My Parents: Aden and Ruby Wagar
After my grandparents, William Ross and Ellen Wagar, moved from Big Beaver, Saskatchewan, back to Ontario, my parents, Aden and Ruby Wagar, decided to do the same. They settled in Dyment, Ontario, along with them.
Around 1928, Aden and Ruby established a homestead north of the village, across the railway tracks. Their oldest children—Clayton, Richard (Dick), and my sister June—walked to school at what is now the present-day hall, which at that time served as the schoolhouse. The walk was long, approximately a mile and a half to nearly two miles from the homestead.

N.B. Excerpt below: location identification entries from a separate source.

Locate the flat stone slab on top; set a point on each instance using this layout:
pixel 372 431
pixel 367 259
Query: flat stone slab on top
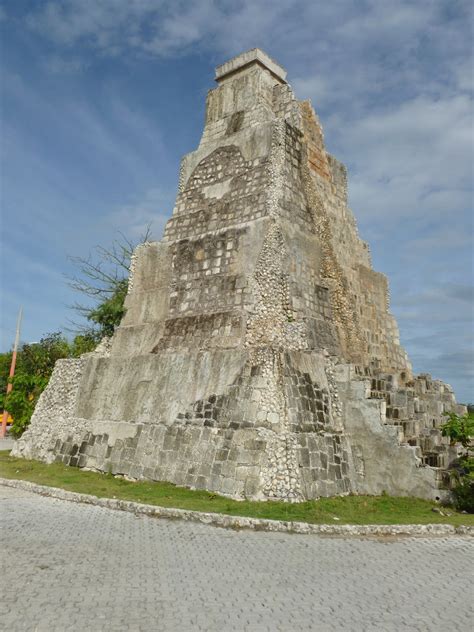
pixel 250 57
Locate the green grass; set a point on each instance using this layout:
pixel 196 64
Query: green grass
pixel 349 509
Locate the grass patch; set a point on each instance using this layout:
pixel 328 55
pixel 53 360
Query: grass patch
pixel 349 509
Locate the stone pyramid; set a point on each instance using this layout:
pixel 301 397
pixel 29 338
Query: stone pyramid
pixel 257 357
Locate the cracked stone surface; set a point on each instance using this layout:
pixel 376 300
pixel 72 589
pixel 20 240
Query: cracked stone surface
pixel 66 566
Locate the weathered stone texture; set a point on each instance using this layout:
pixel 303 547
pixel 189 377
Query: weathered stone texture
pixel 257 356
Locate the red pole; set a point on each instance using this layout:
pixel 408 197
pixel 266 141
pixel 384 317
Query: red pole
pixel 3 430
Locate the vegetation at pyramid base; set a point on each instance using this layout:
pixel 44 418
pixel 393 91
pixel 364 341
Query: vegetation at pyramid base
pixel 34 365
pixel 336 510
pixel 103 279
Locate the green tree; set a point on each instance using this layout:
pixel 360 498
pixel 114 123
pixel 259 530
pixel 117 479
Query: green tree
pixel 103 279
pixel 35 363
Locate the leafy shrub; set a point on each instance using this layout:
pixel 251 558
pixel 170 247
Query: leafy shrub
pixel 459 429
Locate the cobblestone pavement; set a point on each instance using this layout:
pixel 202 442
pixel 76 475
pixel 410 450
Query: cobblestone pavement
pixel 67 566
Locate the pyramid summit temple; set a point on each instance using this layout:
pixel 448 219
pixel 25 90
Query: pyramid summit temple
pixel 257 357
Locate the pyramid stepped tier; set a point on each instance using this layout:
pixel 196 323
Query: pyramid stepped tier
pixel 257 357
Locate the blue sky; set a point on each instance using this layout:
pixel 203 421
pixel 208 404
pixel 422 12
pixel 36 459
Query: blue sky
pixel 101 98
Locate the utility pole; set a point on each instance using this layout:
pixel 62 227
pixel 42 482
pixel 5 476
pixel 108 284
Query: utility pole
pixel 3 431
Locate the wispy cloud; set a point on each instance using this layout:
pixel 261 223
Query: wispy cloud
pixel 391 81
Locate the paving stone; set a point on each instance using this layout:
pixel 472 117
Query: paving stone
pixel 67 566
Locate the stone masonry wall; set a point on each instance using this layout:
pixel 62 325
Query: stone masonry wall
pixel 257 356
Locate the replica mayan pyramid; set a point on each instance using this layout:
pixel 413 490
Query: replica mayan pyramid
pixel 257 357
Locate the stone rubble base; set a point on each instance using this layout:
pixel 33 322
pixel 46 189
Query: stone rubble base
pixel 240 522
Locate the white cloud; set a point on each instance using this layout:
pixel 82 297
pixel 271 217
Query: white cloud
pixel 151 211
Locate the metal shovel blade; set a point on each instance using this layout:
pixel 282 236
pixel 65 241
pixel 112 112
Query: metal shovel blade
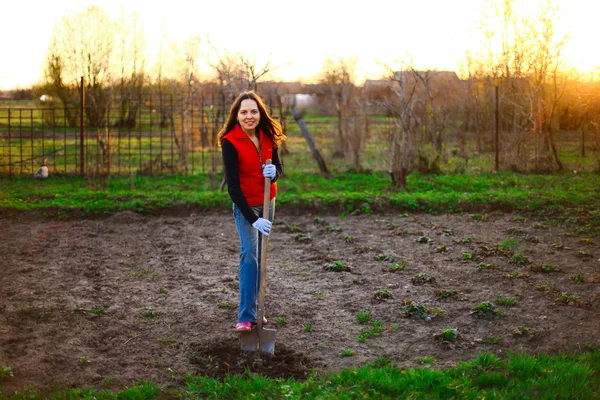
pixel 255 340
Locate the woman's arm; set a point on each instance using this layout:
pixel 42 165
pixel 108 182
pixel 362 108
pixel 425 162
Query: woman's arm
pixel 233 180
pixel 278 165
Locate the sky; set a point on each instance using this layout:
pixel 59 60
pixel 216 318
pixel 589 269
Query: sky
pixel 296 37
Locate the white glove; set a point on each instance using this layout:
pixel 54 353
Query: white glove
pixel 269 171
pixel 263 226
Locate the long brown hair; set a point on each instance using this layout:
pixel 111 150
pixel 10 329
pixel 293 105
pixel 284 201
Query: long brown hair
pixel 267 124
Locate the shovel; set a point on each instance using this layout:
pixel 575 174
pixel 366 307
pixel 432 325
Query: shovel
pixel 260 338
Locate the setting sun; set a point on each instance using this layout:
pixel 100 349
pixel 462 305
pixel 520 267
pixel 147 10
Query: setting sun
pixel 296 39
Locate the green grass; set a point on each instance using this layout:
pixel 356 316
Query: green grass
pixel 572 196
pixel 518 376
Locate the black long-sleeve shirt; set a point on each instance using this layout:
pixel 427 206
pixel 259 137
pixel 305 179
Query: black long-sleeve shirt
pixel 232 177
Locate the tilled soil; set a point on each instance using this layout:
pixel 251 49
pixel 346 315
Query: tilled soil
pixel 109 302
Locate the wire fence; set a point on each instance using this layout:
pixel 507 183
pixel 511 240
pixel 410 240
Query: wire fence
pixel 175 136
pixel 153 143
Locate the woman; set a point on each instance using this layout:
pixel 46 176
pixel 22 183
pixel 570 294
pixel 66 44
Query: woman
pixel 249 138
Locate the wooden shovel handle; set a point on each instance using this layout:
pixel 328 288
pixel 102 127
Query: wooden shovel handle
pixel 263 256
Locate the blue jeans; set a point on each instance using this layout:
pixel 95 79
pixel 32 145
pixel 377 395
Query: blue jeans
pixel 250 251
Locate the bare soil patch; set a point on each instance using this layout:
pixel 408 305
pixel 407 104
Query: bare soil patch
pixel 108 302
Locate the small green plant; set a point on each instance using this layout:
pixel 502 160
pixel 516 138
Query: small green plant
pixel 400 231
pixel 446 293
pixel 549 268
pixel 578 278
pixel 568 298
pixel 348 353
pixel 149 314
pixel 533 239
pixel 395 267
pixel 522 331
pixel 383 294
pixel 336 266
pixel 480 217
pixel 513 229
pixel 422 278
pixel 167 341
pixel 375 330
pixel 409 308
pixel 83 361
pixel 506 301
pixel 486 310
pixel 427 360
pixel 509 244
pixel 493 340
pixel 422 239
pixel 385 257
pixel 294 228
pixel 5 372
pixel 320 295
pixel 449 335
pixel 224 304
pixel 349 239
pixel 520 259
pixel 363 317
pixel 381 362
pixel 302 237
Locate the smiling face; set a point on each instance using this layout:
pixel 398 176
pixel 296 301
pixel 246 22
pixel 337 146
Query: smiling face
pixel 248 115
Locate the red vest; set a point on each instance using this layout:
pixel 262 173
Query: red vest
pixel 250 164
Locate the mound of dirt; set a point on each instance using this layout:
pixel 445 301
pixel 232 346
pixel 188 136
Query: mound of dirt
pixel 108 302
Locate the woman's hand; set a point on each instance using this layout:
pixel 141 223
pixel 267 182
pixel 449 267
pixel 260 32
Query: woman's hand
pixel 269 171
pixel 263 225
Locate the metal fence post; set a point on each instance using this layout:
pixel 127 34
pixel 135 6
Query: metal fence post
pixel 82 130
pixel 497 138
pixel 9 148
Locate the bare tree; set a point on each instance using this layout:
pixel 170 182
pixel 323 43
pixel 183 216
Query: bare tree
pixel 337 79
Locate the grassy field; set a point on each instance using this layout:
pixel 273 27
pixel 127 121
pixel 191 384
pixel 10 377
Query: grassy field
pixel 153 149
pixel 567 198
pixel 519 376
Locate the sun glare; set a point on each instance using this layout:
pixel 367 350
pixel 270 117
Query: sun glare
pixel 296 38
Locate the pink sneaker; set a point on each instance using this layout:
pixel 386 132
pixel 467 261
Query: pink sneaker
pixel 243 327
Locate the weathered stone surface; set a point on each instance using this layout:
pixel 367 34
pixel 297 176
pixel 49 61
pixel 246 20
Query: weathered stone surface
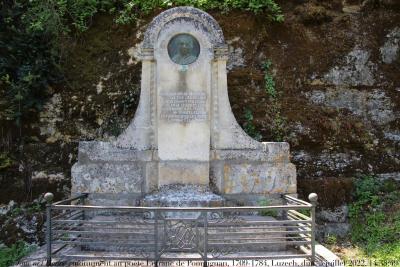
pixel 390 49
pixel 184 127
pixel 108 177
pixel 254 178
pixel 356 70
pixel 372 105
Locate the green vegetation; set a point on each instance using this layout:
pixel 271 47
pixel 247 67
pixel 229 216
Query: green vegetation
pixel 5 161
pixel 29 62
pixel 249 126
pixel 375 218
pixel 278 126
pixel 132 8
pixel 268 79
pixel 11 255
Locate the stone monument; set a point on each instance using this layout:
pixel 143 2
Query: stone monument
pixel 184 134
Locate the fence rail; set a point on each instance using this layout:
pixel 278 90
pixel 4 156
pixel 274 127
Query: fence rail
pixel 165 233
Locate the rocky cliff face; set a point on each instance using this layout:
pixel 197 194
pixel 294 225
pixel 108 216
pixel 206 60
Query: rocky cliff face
pixel 336 67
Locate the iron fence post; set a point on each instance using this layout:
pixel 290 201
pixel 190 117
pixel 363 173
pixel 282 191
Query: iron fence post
pixel 49 198
pixel 205 217
pixel 313 200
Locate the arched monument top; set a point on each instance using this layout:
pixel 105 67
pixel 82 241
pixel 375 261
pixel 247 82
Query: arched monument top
pixel 158 23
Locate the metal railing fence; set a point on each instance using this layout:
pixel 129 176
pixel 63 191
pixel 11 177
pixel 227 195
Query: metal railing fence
pixel 166 233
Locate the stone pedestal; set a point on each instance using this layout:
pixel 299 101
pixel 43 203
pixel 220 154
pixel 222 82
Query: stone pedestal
pixel 184 131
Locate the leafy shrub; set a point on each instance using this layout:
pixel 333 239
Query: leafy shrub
pixel 268 79
pixel 375 224
pixel 28 64
pixel 10 255
pixel 131 8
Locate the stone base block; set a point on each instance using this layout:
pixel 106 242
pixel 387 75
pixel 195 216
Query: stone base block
pixel 183 172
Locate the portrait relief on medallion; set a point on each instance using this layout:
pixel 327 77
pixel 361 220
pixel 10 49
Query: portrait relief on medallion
pixel 183 49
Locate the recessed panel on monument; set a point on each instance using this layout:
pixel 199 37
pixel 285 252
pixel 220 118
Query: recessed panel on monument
pixel 183 69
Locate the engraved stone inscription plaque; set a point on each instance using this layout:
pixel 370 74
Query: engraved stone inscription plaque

They often walked with other children from the area, including Len Rustan and his sisters Clara and Agnes, Orvie Henderson, and the Richardson boys, Bert and Einor. My brother Henry was not yet of school age, so he was spared the long walk, especially during deep winter snowfalls. Occasionally, when the snow was especially heavy, the children were able to ride to school by horse and sleigh, which made the journey easier. As they used to say, “the good old days.”
The family lived in Dyment until 1937, when they moved to Dryden in search of better opportunities. Two more children were born there: Marjorie in 1937 and Betty-Lynn in 1945.
Tragically, my brother Richard (“Dick”) was killed in a workplace accident in 1943 while doing construction work on the Dempster–Alaska Highway, which was being built during the war. He was buried in Dryden.
When my grandfather William Ross Wagar passed away in 1953, the family decided that he should also be buried in Dryden, near Richard, even though he had donated the land that later became the Dyment cemetery.